Maybe, but not necessarily directly, or with agents at the scene.
Not to rule out other methods, but the DEA would have most likely involved itself with intelligence information, perhaps obtained by the interception and tracking of telephone calls. This is easily within the capabilities of the American espionage apparatus and its electronic equipment.
And of course, one can’t forget the probability of data obtained directly through confidants or infiltrators, or from alleged criminals detained in the U.S. who sought less harsh judicial treatment in exchange for revealing the whereabouts of one of the men most wanted by the DEA.
Quintero, after all, was responsible for the kidnapping, torture and murder of the American agent Enrique Kiki Camarena in February-March 1985 in Guadalajara. The event caused a crisis in bilateral relations, in addition to creating resentment and distrust that have lasted for decades. Quintero — and many of those who are said to have helped him — are still beyond the direct reach of the U.S. authorities, and the sense of justice in the neighboring country is based on an ancient principle: an eye for an eye, a tooth for a tooth.
But that’s not to say that the DEA and its sister agencies, from the CIA to the NSA, do not have the tools and methods to keep tabs on what happens in topics that interest them, such as the location and actions of important drug traffickers in Mexico — especially those who, like Quintero, “owe” something.
U.S. espionage in Mexico is nothing new. According to some historians, as early as 1914 the predecessors of the current surveillance organizations intercepted telegraph communications between Mexican military leaders.
And today, the ability of the U.S. to intercept communications is enormous. So enormous that one can be certain that it has problems identifying information of interest among the extraordinary volume of data obtained in that way.

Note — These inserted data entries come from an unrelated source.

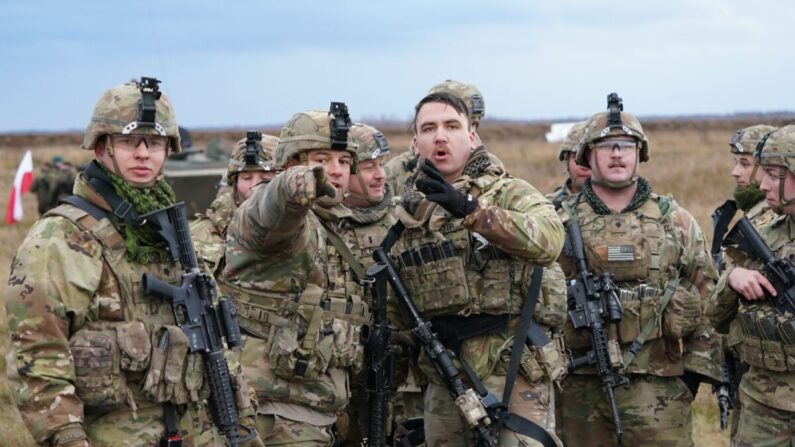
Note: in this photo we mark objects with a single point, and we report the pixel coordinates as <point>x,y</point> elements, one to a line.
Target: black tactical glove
<point>439,190</point>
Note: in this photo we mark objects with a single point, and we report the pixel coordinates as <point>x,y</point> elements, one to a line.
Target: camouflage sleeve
<point>702,349</point>
<point>518,219</point>
<point>53,277</point>
<point>269,221</point>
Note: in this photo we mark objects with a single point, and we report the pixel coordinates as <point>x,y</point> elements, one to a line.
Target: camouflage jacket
<point>82,329</point>
<point>666,245</point>
<point>481,265</point>
<point>297,299</point>
<point>771,376</point>
<point>209,230</point>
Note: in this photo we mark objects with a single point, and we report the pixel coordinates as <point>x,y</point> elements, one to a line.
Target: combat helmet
<point>468,93</point>
<point>746,139</point>
<point>573,136</point>
<point>138,107</point>
<point>253,153</point>
<point>614,122</point>
<point>371,145</point>
<point>316,129</point>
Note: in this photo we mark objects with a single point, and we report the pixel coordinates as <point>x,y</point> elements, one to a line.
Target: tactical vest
<point>310,322</point>
<point>130,350</point>
<point>641,250</point>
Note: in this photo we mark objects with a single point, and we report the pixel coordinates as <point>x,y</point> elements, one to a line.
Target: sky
<point>255,62</point>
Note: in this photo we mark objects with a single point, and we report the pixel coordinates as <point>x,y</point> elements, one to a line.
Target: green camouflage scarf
<point>642,194</point>
<point>143,243</point>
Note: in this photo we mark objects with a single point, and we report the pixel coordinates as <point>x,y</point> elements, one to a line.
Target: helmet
<point>610,124</point>
<point>133,108</point>
<point>777,148</point>
<point>262,160</point>
<point>467,92</point>
<point>315,129</point>
<point>371,142</point>
<point>745,140</point>
<point>572,137</point>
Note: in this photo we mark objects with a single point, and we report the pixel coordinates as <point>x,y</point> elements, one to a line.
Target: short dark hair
<point>451,100</point>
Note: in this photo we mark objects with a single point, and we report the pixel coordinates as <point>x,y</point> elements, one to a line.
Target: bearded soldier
<point>473,236</point>
<point>286,268</point>
<point>101,362</point>
<point>575,174</point>
<point>251,164</point>
<point>743,302</point>
<point>656,254</point>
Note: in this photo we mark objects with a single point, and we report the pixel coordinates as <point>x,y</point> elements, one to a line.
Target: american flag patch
<point>620,253</point>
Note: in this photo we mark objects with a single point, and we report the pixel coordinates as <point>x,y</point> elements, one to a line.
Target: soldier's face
<point>247,180</point>
<point>337,165</point>
<point>770,185</point>
<point>443,136</point>
<point>743,168</point>
<point>577,173</point>
<point>614,159</point>
<point>139,162</point>
<point>370,181</point>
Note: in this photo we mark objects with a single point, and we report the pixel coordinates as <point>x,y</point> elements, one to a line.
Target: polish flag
<point>22,182</point>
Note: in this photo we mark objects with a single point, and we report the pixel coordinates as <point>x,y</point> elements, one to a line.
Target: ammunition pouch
<point>174,375</point>
<point>320,333</point>
<point>768,340</point>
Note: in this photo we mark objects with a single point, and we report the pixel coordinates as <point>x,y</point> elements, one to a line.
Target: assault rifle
<point>780,272</point>
<point>593,303</point>
<point>379,359</point>
<point>204,323</point>
<point>476,409</point>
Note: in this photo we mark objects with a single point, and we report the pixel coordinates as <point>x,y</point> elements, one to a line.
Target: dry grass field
<point>689,159</point>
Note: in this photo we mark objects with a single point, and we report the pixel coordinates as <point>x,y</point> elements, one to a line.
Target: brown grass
<point>689,159</point>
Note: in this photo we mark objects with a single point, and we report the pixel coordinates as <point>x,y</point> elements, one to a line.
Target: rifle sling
<point>629,356</point>
<point>343,250</point>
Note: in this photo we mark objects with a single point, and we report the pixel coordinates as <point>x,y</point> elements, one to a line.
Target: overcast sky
<point>249,63</point>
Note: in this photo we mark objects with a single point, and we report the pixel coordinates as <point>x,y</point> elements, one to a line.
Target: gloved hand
<point>305,184</point>
<point>439,190</point>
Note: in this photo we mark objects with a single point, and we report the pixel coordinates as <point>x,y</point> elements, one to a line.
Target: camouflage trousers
<point>654,411</point>
<point>123,429</point>
<point>275,430</point>
<point>760,425</point>
<point>445,427</point>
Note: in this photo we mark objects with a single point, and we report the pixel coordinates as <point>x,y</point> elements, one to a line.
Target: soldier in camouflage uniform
<point>209,230</point>
<point>399,168</point>
<point>575,174</point>
<point>741,301</point>
<point>657,254</point>
<point>488,230</point>
<point>101,363</point>
<point>300,305</point>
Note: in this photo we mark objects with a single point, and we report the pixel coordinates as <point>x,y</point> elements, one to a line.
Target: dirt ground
<point>689,159</point>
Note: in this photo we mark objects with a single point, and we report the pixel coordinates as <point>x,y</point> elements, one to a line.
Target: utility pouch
<point>99,381</point>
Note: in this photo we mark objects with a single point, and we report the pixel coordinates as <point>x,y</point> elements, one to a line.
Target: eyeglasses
<point>154,143</point>
<point>621,145</point>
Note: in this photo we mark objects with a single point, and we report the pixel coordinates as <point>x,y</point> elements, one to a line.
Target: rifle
<point>478,410</point>
<point>593,303</point>
<point>780,272</point>
<point>205,324</point>
<point>380,366</point>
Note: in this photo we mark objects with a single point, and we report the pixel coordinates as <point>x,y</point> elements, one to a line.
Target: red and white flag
<point>22,182</point>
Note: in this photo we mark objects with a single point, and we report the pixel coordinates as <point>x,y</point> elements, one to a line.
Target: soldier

Pleasant? Certainly not. But it’s the reality. After all, Mexican drug trafficking organizations have been singled out as a danger to the national security of the United States, based on the more than 100,000 deaths attributed to drug use in 2021.
And regardless of the resources the U.S. has or could have on Mexican territory, it has plenty of communications interception equipment and the patience to seek its revenge.
Mexico has struggled with this reality for decades without going much further than statements of offended national sensitivity or of developing its own capabilities, without giving in to the temptation to use them against domestic political enemies.